If the answer to both of these is "yes", then you can clearly see the conflict here: you can't both win out.

  • If this type is domain-specific and intended to work with only one API, then I would say that it is incorrect for a consumer of your type to apply a dateEncodingStrategy/dateDecodingStrategy willy-nilly, not just in the context of your type: their own types sent to that API will simply be wrong. That's not on you — that's on them. ¯\(ツ)/¯ There are many ways of incorrectly encoding, but if the API specifies a required date format, you as the author of types B, C, and D are not the one who needs to control that: it's consumer A who needs to ensure that, not just for your types, but for theirs as well. If they need to apply different formats in different places, they can use the .custom strategy to do that work; that's not something special about your type, but their responsibility regardless
  • If this type is not domain-specific and can be encoded elsewhere, then I would not recommend you hard-code a format, since that defeats the flexibility that your consumers need to write the types out elsewhere

This is something that can be helped with language support in the explicit overriding case, but I recommend taking a look at how your types are intended to be used. Only you can tell us — what is the case here? Can you share the specifics for more context?


Completely separately, about your other issue:

Sorry, I was on the same page here, but perhaps poorly phrased my comment. The intent is to have the following:

public struct Foo : Codable {
    public var name: String
    public var something: MyThingWhichCantPubliclyBeCodable
}

yes? If something could conform to Codable, you'd have no problem, but it's because something can't that you don't get synthesis.

If I've understood you correctly, something can't conform to Codable because you don't want to publicly expose the init(from:), right? If so, this is also not Codable-specific; Swift doesn't allow for private/internal conformances of protocols on public types for good reasons.

This isn't specific to synthesis, either: you couldn't encode something manually regardless, since it doesn't conform to the protocol. All of the generic methods are written in terms of Encodable/Decodable conformance for a reason, and if you can't conform to the protocol, there isn't much you can do with the type.

Looks like you have your solution below, though:

I can imagine this being useful in some cases. But in other cases, a type is designed to work with a specific specification and in those use cases, allowing clients this flexibility introduces fragility.

Correct. I think this use case of Codable types designed to precisely implement an API spec is extremely common and Date properties are extremely common. I am arguing that synthesis should be able to handle this use case.

I am suggesting that there should be a way to specify how a specific Date property is lowered. This is what I have called a "static encoding / decoding strategy".
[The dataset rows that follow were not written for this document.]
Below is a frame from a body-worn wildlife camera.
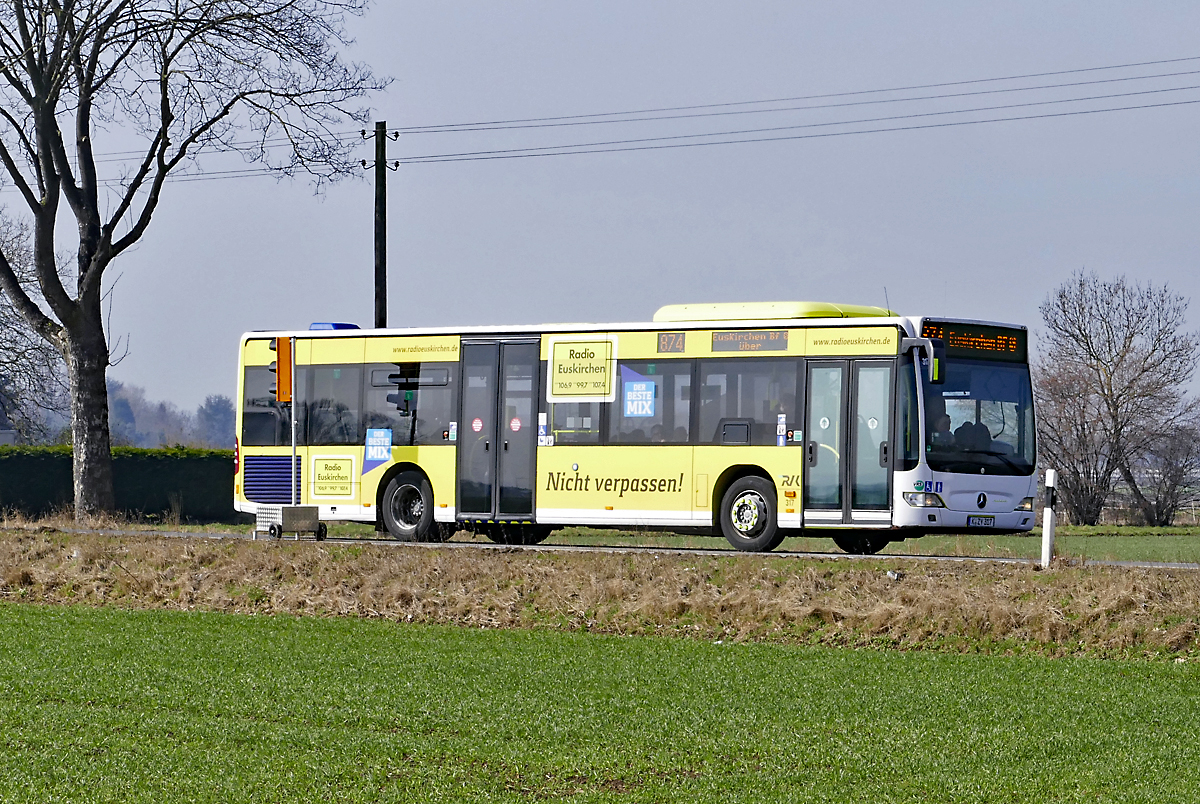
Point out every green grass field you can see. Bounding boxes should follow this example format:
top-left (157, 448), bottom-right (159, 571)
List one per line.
top-left (68, 523), bottom-right (1200, 563)
top-left (0, 604), bottom-right (1200, 802)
It's awesome to know you're thinking about this. I agree that a more general adapter solution would be awesome! By language features that aren't there, are you referring to property behaviors? I think it would be unfortunate to have to wait for those to be implemented, but it's good to know a solution will come eventually.

This makes sense. The point I am making is that sometimes they type needs to decide and the current design does not support that use case well.
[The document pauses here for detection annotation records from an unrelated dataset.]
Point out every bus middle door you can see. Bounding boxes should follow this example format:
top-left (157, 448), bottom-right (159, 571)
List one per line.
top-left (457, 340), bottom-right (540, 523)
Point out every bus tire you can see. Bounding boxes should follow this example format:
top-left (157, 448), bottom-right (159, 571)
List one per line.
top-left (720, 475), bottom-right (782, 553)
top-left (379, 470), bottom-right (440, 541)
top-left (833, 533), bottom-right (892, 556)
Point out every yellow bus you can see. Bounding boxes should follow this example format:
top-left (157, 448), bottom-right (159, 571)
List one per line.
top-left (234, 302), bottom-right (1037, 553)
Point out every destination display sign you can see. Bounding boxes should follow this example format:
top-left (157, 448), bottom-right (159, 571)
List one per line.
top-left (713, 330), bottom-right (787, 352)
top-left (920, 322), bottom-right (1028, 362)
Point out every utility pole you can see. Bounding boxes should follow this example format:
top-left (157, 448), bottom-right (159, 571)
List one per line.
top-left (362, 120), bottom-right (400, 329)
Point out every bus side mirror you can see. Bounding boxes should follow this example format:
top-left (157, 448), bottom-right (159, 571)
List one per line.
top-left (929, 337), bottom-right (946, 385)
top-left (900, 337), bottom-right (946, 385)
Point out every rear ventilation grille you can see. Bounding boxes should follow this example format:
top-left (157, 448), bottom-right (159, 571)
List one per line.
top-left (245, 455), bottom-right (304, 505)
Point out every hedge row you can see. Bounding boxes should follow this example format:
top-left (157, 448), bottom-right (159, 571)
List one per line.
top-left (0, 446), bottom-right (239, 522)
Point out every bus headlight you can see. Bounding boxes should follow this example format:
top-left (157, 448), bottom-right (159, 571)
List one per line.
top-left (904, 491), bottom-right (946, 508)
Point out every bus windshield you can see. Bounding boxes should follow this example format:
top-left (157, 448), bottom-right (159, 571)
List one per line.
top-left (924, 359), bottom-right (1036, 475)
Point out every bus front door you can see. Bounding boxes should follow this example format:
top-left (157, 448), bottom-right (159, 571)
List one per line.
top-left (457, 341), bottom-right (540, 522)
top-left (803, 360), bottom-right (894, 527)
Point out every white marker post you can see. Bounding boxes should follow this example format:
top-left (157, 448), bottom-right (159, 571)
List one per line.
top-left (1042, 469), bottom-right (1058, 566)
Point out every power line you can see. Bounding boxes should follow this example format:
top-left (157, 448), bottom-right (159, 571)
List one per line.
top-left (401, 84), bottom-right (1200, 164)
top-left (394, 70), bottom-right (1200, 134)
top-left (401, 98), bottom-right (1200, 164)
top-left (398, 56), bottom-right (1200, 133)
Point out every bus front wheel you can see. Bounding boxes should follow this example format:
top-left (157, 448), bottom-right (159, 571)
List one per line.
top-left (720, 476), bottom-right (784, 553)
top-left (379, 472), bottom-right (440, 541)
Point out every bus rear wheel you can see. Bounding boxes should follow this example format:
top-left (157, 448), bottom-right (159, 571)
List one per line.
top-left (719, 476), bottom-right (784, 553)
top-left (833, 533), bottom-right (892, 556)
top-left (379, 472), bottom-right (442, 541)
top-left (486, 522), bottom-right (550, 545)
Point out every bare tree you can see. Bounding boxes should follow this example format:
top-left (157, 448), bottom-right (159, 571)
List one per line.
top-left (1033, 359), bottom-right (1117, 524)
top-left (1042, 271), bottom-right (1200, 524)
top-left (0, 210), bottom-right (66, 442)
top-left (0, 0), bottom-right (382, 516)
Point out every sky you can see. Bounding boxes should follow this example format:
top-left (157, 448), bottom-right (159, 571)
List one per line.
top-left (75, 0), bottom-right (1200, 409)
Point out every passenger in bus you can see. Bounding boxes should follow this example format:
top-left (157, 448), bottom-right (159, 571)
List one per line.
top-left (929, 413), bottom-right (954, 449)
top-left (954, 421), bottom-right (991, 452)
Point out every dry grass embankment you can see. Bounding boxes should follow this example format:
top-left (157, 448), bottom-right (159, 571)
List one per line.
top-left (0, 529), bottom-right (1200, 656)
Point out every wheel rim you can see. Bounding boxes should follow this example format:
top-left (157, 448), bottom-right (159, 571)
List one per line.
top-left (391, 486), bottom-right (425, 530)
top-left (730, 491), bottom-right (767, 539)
Yes, this is the use case I am discussing.

No, I am talking about model types that mirror a specific API spec.

Understood, but there are two reasons that this is not good enough. First, it's fragile and opens the door to unnecessary mistakes. Second, there are some APIs which use different date formats in different parts of a response. This is not great but it does happen in the wild.
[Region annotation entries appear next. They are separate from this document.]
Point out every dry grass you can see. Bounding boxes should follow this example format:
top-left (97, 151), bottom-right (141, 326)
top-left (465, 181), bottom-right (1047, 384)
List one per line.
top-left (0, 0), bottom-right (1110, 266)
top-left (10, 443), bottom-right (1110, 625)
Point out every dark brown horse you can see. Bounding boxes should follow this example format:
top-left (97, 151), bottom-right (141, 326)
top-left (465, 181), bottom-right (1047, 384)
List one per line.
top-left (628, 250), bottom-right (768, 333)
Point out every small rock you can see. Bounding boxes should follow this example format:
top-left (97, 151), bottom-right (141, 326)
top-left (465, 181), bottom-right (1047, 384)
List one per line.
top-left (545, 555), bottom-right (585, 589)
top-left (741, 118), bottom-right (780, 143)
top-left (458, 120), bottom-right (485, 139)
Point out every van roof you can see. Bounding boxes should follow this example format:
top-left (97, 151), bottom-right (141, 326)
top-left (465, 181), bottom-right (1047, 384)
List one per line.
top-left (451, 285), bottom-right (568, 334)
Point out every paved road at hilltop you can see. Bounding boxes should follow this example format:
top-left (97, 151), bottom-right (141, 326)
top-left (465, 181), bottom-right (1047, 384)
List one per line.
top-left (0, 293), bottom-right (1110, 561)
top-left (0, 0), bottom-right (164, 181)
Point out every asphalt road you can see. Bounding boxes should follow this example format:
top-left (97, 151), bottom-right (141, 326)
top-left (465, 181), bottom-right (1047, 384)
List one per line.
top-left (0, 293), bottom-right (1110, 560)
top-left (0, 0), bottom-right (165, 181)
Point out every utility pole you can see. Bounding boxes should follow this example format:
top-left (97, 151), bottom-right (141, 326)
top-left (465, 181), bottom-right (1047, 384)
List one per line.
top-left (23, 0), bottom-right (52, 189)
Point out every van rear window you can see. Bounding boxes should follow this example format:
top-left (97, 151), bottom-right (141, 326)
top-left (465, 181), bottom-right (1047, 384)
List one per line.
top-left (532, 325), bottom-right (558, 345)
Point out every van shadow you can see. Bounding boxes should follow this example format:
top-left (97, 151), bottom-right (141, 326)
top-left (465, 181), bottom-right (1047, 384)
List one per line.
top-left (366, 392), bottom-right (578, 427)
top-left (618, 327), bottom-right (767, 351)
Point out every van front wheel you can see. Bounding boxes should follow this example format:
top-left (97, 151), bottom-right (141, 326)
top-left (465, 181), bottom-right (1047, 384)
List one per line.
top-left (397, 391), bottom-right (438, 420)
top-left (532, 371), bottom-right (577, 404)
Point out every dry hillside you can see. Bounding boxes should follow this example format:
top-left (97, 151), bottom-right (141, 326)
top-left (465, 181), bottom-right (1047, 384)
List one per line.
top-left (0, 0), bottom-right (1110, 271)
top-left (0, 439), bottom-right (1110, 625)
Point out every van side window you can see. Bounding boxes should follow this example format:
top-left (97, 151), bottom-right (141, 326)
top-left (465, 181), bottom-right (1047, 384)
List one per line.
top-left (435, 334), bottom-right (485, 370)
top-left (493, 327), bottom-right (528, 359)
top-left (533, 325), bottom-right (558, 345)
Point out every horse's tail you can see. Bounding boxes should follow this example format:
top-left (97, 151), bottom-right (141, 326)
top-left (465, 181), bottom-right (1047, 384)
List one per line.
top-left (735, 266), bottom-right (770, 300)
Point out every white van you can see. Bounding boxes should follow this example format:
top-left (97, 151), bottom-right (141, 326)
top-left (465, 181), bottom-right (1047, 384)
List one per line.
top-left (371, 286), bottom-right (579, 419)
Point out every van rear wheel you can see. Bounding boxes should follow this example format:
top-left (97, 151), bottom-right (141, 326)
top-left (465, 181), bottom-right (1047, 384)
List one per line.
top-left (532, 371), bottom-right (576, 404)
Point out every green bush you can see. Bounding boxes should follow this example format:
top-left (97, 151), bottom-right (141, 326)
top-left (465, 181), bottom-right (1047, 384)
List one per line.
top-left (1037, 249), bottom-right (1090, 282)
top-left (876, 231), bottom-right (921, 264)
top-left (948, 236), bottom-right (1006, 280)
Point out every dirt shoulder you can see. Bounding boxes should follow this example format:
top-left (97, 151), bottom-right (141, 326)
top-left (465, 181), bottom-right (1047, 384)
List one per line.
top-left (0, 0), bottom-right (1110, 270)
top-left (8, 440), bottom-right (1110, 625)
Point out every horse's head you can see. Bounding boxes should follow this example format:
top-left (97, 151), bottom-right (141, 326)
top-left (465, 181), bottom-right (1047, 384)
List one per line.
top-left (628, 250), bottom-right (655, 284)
I hope I have answered the questions adequately above. The use case is very general - think any framework designed as a layer over a specific REST API. When a model is tightly coupled to a specific API there is only one correct way to encode a date value for a specific property.

Understood.

Right. Conformance is not necessary for an implementation to call a method on a type if it is visible directly on the concrete type in the scope in which it is called. I wasn't thinking this all the way though - in this case invoking init(from:) directly is not what you need to do!